L’histoire singulière et les sites incontournables à connaître pour profiter pleinement de Gunkanjima (Hashima)

L’histoire singulière et les sites incontournables à connaître pour profiter pleinement de Gunkanjima (Hashima)

Rédigé par :  GOOD LUCK TRIP

Gunkanjima (Hashima) attire l’attention par son histoire singulière et son paysage insolite, marqué par une succession de bâtiments en béton à l’abandon.
Il est interdit d’y débarquer individuellement : la participation à une excursion est obligatoire, ce qui rend sa visite relativement difficile.
Cet article présente son histoire particulière et ses sites éphémères à ceux qui ne connaissent de Gunkanjima (Hashima) que le nom.

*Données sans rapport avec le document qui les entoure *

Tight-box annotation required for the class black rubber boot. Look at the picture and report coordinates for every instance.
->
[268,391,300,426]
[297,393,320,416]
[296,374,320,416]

Qu’est-ce que Gunkanjima (Hashima) ?

Hashima se trouve à environ 40 minutes en bateau du port de Nagasaki, dans la ville de Nagasaki, préfecture de Nagasaki.
Avec ses immeubles en béton armé densément regroupés, sa silhouette évoque le cuirassé Tosa construit par l’armée japonaise, ce qui lui a valu le surnom de « Gunkanjima », l’île navire de guerre.
Cette île artificielle a été créée en remblayant les récifs pour exploiter une mine de charbon. Elle ne mesure qu’environ 6,3 ha, pour 480 m de long et 160 m de large.
À son apogée, près de 5 300 personnes vivaient sur cette petite île. Sa densité de population, environ neuf fois supérieure à celle des 23 arrondissements de Tokyo à l’époque, était la plus élevée au monde.

Lorsque le pétrole a remplacé le charbon comme principale source d’énergie, la mine a fermé et tous les habitants ont quitté Gunkanjima (Hashima).
Aujourd’hui inhabitée, l’île conserve néanmoins ses bâtiments à l’abandon.
En 2015, elle a été inscrite au patrimoine culturel mondial comme l’un des « Sites de la révolution industrielle Meiji au Japon : sidérurgie, construction navale et extraction houillère ».

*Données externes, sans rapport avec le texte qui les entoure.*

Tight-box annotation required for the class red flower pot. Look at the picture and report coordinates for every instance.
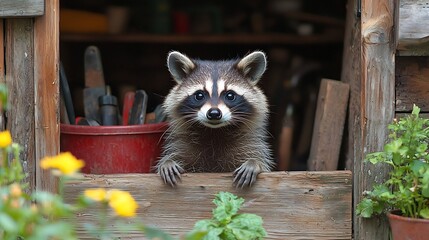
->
[60,123,168,174]
[387,211,429,240]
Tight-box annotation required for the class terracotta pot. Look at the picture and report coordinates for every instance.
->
[387,211,429,240]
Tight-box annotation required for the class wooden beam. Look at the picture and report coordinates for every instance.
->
[341,0,362,170]
[397,0,429,56]
[395,57,429,112]
[0,0,45,17]
[64,171,352,240]
[5,18,35,191]
[34,0,60,191]
[308,79,349,171]
[0,19,6,131]
[354,0,396,240]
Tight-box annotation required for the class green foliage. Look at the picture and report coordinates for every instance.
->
[187,192,266,240]
[356,105,429,219]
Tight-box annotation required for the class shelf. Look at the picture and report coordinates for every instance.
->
[60,32,344,45]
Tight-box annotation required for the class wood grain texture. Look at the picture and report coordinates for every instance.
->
[308,79,349,171]
[34,0,60,191]
[65,171,352,240]
[353,0,396,240]
[397,0,429,56]
[5,18,35,191]
[395,57,429,112]
[0,19,6,130]
[0,0,45,17]
[341,0,362,170]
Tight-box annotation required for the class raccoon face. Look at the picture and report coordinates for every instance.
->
[164,52,267,128]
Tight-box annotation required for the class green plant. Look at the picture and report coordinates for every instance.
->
[356,105,429,219]
[186,192,267,240]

Gunkanjima (Hashima), où subsistent les bâtiments abandonnés autrefois habités par les insulaires
Gunkanjima (Hashima), où subsistent les bâtiments abandonnés autrefois habités par les insulaires

L’histoire de Gunkanjima (Hashima) à connaître avant la visite

Pour apprécier les ruines de Gunkanjima (Hashima), il est nécessaire d’en connaître l’histoire.
Cela permet d’imaginer les personnes qui y vivaient et de percevoir, à travers les ruines, leur quotidien et leur présence d’autrefois.
Voici en détail l’histoire singulière à connaître pour profiter pleinement d’une excursion à Gunkanjima (Hashima).

Pourquoi Gunkanjima (Hashima) a-t-elle été créée ?

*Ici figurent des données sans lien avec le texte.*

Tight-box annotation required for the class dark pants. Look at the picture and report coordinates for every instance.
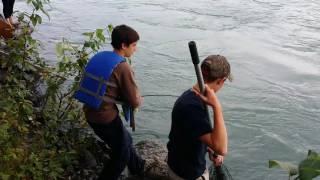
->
[88,117,145,180]
[2,0,15,19]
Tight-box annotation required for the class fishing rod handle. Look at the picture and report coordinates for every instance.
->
[188,41,200,65]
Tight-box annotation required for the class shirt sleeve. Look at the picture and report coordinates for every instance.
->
[119,62,141,108]
[183,105,212,139]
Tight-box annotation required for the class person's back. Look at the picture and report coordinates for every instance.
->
[167,90,211,179]
[167,55,231,180]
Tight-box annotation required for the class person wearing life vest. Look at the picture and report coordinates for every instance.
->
[80,25,145,180]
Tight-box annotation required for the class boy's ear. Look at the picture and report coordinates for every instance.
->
[121,43,128,49]
[217,78,225,85]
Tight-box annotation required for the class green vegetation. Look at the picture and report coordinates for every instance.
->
[0,0,112,180]
[269,150,320,180]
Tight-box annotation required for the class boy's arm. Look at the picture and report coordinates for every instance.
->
[120,62,142,109]
[195,85,228,156]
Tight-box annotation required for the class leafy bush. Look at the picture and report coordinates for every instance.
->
[269,150,320,180]
[0,0,112,180]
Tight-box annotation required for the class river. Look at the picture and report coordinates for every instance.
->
[15,0,320,180]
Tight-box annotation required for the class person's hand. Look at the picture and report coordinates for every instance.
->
[208,148,224,167]
[192,84,220,107]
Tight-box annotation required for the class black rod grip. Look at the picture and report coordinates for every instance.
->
[188,41,200,64]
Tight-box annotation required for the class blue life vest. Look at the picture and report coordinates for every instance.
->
[74,51,133,124]
[74,51,124,109]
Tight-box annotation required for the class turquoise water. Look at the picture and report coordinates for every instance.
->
[16,0,320,180]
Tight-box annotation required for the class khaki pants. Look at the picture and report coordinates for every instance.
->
[168,167,209,180]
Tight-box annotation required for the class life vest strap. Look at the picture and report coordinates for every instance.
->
[82,71,117,88]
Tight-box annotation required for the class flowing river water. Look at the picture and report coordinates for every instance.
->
[15,0,320,180]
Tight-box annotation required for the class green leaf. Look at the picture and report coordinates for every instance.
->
[299,150,320,180]
[269,160,298,176]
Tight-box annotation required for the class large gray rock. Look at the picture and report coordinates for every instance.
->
[126,140,168,180]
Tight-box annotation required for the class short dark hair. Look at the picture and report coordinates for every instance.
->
[111,24,139,49]
[201,55,232,82]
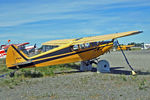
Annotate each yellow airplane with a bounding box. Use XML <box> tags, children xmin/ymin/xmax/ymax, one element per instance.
<box><xmin>6</xmin><ymin>31</ymin><xmax>142</xmax><ymax>76</ymax></box>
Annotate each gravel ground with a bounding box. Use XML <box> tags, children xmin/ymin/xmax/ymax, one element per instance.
<box><xmin>0</xmin><ymin>50</ymin><xmax>150</xmax><ymax>100</ymax></box>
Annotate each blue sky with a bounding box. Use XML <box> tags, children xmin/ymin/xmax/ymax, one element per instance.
<box><xmin>0</xmin><ymin>0</ymin><xmax>150</xmax><ymax>45</ymax></box>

Vers 1810, la présence de charbon sous les fonds marins de Gunkanjima (Hashima) a été découverte et son extraction a commencé.
En 1890, Mitsubishi Mining, aujourd’hui Mitsubishi Materials Corporation, a racheté l’île, l’a transformée en mine de charbon et a lancé une exploitation à grande échelle.
Le charbon, principale source d’énergie d’un Japon alors en pleine modernisation, constituait à l’époque une ressource indispensable.
L’extraction nécessitait une main-d’œuvre nombreuse et les trajets quotidiens en bateau étaient difficiles. Des immeubles d’habitation ont donc été construits afin que les mineurs puissent vivre sur l’île.
À mesure que la population et le nombre de bâtiments augmentaient, les travaux de remblaiement progressaient. L’île a finalement atteint trois fois sa superficie d’origine.
Comme elle restait malgré tout de taille modeste, il a fallu construire des immeubles en hauteur. Le premier immeuble d’habitation en béton armé du Japon y a ainsi été édifié.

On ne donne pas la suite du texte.